When an IT activity is Consistently performed it means that the task is performed much more frequently than it is not performed. For example, if the majority of your company's IT projects use written project plans then this activity would be performed consistently. It is important to note that consistency does not address quality or value that the task provided. Therefore, some IT staff will prepare written project plans using Microsoft Project, others will use Microsoft Excel and others will write them out by hand.

Repeatable refers to an IT activity that provides value and is followed by a particular team project within the company. For example, a data warehousing team may have a standard method to build a project plans (tool, level of detail, resource naming…).

Transferable means that the IT activity is standardized and followed throughout the company. As a result, the success of this task is transferable across groups within the company. For instance, all project plans throughout an organization would be standardized, formatted consistently and have the same level of granularity.

Quantitative refers to the measuring of an IT activity. For example, the time it takes to build each project plan would be measured and captured.

Qualitative refers to how well a task was accomplished. In our example, we would see if the project plan was accurate, followed by the team…

CMM Levels

The CMM is designed to be an easy to understand methodology for ranking a company's IT related activities. The CMM has six levels from 0 to 5. The purpose of these levels is to provide a “measuring stick” for organizations looking to improve their system development processes.

Level 0: Not Performed

Level 0 is common for companies that are just entering the IT field. At this level there are few or no best practices. Some IT activities are not even performed and all deliverables are done in “one-off efforts.” Typically new applications are built by a small number of people (possibly even one person) in a very isolated fashion.

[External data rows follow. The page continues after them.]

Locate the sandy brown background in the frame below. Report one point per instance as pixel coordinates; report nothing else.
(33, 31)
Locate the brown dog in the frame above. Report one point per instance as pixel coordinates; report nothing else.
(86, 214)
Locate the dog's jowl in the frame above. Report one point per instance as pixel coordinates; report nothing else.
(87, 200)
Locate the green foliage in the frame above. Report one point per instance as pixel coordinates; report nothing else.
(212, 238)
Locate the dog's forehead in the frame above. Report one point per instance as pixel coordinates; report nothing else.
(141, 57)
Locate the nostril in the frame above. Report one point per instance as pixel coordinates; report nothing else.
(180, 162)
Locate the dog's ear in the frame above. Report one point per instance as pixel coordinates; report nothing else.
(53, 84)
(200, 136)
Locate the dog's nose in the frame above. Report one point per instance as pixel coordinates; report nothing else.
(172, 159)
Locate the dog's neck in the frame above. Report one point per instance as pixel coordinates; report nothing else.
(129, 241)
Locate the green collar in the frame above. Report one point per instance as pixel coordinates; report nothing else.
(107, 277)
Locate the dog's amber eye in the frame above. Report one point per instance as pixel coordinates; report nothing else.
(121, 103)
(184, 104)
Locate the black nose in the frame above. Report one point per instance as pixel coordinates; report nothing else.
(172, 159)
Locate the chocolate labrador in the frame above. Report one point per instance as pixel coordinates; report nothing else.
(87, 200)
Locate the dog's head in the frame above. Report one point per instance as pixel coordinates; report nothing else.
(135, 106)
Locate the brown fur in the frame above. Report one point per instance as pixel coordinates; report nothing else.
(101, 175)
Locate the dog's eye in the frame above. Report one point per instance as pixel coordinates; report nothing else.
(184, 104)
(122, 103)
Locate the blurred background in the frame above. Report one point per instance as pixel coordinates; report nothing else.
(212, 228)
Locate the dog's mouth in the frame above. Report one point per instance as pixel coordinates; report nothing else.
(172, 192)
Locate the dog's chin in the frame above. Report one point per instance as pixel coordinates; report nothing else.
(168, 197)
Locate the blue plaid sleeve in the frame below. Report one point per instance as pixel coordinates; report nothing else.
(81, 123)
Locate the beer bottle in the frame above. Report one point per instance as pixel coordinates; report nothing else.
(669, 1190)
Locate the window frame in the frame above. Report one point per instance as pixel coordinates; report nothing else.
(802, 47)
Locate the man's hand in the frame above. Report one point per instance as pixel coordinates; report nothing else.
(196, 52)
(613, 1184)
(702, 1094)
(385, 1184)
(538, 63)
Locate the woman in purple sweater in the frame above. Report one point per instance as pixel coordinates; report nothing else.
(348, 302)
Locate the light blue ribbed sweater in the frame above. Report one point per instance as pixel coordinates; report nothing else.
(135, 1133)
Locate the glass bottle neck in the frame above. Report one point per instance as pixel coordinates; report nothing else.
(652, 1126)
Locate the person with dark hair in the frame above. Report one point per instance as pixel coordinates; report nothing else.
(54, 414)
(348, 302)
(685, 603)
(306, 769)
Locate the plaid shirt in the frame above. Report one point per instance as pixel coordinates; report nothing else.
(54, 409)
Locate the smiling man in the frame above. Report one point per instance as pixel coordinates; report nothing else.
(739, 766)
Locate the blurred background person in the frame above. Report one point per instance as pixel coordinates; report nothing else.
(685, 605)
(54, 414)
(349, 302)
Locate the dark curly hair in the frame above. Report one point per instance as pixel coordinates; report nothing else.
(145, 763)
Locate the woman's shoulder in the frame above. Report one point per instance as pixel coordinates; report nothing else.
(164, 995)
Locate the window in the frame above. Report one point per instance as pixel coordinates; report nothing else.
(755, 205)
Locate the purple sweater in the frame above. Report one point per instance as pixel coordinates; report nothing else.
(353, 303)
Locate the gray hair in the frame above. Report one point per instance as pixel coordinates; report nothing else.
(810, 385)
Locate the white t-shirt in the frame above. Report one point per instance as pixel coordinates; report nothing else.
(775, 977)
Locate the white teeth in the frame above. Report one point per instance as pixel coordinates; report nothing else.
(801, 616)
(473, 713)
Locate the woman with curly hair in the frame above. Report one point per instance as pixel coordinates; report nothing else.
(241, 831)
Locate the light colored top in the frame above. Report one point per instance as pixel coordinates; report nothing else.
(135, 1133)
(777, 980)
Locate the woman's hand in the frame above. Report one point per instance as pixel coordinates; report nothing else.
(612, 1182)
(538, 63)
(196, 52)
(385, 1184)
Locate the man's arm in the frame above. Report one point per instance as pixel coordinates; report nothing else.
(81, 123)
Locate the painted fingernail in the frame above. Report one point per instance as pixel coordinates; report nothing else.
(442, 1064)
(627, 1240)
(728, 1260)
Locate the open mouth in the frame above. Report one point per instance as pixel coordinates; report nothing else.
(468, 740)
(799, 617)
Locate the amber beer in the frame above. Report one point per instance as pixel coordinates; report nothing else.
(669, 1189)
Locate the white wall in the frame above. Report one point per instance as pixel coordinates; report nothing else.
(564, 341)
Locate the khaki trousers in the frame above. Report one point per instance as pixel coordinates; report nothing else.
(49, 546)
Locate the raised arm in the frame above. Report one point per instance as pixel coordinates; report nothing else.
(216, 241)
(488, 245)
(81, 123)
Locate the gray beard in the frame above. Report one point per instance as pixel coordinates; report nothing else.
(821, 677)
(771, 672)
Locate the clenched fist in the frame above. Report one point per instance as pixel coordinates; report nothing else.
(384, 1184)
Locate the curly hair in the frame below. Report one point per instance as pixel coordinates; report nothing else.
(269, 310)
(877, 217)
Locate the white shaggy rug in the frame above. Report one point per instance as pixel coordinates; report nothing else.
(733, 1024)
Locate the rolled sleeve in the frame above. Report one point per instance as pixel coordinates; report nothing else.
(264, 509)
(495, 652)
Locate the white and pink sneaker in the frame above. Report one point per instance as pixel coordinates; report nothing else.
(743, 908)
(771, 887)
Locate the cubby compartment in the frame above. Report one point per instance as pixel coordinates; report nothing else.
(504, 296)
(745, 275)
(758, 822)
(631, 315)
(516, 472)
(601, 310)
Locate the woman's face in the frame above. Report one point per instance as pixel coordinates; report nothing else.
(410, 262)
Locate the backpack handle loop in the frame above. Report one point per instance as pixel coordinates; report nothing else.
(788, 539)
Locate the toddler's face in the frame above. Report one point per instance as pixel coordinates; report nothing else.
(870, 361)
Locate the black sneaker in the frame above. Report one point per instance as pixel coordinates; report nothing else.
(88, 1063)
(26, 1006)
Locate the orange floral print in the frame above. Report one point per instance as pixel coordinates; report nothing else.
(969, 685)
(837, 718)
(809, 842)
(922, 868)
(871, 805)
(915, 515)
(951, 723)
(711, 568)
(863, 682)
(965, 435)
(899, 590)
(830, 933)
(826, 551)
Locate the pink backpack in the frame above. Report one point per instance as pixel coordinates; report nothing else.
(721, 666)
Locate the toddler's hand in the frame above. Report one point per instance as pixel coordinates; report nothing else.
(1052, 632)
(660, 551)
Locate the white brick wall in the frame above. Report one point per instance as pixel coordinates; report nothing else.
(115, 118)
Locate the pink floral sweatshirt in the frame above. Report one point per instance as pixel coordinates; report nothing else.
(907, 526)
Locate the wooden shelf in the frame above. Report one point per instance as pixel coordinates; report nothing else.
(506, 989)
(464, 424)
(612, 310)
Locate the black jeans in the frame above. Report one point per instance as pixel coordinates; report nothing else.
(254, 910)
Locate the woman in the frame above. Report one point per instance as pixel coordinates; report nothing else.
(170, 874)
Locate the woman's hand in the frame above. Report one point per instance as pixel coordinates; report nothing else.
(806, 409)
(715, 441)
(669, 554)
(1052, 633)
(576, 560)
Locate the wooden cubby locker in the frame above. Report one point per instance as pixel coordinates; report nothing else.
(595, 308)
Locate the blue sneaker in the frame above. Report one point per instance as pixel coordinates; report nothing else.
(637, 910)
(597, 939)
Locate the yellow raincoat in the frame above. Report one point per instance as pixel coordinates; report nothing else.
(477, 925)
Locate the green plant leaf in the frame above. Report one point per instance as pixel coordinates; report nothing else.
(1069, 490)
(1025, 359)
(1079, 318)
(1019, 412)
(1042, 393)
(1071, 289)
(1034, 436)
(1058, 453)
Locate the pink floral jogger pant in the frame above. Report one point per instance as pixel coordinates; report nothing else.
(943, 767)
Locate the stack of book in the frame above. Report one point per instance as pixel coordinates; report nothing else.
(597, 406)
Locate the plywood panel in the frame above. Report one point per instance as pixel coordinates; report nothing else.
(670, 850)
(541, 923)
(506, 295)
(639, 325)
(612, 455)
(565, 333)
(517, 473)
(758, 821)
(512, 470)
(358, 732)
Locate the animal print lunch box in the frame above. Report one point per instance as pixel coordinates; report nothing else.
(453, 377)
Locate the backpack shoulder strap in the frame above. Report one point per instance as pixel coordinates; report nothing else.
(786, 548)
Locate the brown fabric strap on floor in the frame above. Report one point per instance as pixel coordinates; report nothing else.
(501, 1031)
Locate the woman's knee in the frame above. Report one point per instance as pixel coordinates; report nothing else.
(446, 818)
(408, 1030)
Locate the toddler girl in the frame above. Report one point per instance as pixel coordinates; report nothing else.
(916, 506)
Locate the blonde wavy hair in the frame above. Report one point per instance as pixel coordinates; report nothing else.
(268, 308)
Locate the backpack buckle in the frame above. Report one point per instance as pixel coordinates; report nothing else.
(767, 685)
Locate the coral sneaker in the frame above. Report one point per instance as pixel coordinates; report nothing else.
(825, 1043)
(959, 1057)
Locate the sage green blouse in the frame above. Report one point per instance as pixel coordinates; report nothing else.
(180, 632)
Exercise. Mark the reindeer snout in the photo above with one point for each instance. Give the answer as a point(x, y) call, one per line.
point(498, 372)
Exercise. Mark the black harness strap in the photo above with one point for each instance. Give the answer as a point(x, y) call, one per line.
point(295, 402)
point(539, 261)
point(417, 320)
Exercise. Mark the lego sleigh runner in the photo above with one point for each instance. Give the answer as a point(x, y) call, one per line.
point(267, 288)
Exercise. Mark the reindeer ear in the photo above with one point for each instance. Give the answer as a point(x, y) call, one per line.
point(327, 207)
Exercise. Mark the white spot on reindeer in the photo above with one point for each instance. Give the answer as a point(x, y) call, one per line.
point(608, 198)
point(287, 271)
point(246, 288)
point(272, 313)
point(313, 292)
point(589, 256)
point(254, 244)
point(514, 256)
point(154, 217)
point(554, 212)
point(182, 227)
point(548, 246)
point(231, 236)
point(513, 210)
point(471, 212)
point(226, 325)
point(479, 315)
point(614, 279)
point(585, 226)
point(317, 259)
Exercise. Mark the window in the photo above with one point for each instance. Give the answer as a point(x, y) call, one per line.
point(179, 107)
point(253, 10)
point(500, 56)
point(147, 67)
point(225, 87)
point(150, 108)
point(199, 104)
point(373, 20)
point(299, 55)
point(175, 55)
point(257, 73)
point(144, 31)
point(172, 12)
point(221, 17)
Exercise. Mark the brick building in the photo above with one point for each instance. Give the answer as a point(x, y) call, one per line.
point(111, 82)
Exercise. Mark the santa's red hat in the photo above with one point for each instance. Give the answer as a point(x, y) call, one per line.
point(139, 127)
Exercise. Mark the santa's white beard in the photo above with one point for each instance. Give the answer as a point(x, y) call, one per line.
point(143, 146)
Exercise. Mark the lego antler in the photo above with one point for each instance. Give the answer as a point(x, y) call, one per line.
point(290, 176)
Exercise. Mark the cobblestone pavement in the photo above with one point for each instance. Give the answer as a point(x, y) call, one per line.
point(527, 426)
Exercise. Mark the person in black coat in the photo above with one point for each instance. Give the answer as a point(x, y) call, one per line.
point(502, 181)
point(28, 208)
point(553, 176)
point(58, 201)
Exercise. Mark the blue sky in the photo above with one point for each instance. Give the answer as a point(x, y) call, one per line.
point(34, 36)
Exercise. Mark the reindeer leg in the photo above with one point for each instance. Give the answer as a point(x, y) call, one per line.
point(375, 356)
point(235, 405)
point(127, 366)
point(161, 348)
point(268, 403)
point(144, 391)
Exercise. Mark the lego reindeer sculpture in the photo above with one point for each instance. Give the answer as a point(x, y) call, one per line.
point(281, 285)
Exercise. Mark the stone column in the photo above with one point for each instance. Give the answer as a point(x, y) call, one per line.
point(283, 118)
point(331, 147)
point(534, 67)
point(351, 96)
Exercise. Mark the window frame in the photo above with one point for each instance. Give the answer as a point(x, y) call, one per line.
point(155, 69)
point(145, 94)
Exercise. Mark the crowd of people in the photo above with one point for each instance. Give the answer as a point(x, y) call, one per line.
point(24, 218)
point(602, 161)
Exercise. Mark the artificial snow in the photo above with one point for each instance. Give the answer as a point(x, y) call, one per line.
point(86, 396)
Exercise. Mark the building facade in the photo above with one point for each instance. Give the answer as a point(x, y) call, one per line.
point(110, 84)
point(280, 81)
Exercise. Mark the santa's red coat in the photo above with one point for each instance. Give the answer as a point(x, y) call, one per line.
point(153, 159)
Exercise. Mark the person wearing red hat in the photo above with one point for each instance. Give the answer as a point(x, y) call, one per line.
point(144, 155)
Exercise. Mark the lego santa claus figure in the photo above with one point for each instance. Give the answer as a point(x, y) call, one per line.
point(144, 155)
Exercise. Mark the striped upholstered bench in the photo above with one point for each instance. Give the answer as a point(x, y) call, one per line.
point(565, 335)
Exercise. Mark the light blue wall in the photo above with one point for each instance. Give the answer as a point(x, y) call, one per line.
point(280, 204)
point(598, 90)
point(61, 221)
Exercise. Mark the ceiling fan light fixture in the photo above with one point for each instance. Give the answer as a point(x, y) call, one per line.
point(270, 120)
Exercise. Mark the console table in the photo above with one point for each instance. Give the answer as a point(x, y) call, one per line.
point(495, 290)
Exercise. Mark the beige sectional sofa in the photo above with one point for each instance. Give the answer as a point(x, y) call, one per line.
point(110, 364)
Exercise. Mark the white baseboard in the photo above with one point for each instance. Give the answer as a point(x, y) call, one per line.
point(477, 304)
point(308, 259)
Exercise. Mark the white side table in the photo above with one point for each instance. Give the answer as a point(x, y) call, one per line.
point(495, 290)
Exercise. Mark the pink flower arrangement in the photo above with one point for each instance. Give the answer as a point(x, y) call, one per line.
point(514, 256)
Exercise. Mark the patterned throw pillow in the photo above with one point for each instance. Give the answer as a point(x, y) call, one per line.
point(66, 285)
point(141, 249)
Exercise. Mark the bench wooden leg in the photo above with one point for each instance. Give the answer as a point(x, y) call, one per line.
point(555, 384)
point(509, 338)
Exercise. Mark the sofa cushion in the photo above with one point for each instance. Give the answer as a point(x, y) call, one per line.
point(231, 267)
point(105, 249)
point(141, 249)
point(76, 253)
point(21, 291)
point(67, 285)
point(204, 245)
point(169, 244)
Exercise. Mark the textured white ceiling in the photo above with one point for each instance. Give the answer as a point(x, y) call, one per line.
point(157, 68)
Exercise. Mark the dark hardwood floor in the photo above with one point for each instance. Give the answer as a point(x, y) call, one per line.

Level 1: Performed Informally

It consists on planning and tracking of IT activities is missing and deliverables are accomplished via punctual effort. That means that a team might work long hours in order to build a particular application. As a result, IT deliverables are adequate but the deliverables are not repeatable or transferable.

Level 2: Planned and Tracked

Level 2 has IT deliverables that are planned and tracked. In addition, there are some defined best practices within the enterprise. Some repeatable processes exist within an IT project team/group, but the success of this team/group is not transferable across the enterprise

Level 3: Well-Defined

IT best practices are documented and performed throughout the enterprise. At level 3 IT deliverables are repeatable AND transferable across the company. This level is a very difficult jump for most companies. Not surprisingly, this is also the level that provides the greatest cost savings.

Level 4: Qualitatively Controlled

Companies at level 4 have established measurable process goals for each defined process. These measurements are collected and analyzed quantitatively. At this level, companies can begin to predict future IT implementation performance.

Level 5: Continuously Improving

At level 5 enterprises have quantitative and qualitative understanding of each IT process. It is at this level that a company understands how each IT process is related to the overall business strategies and goals of the corporation.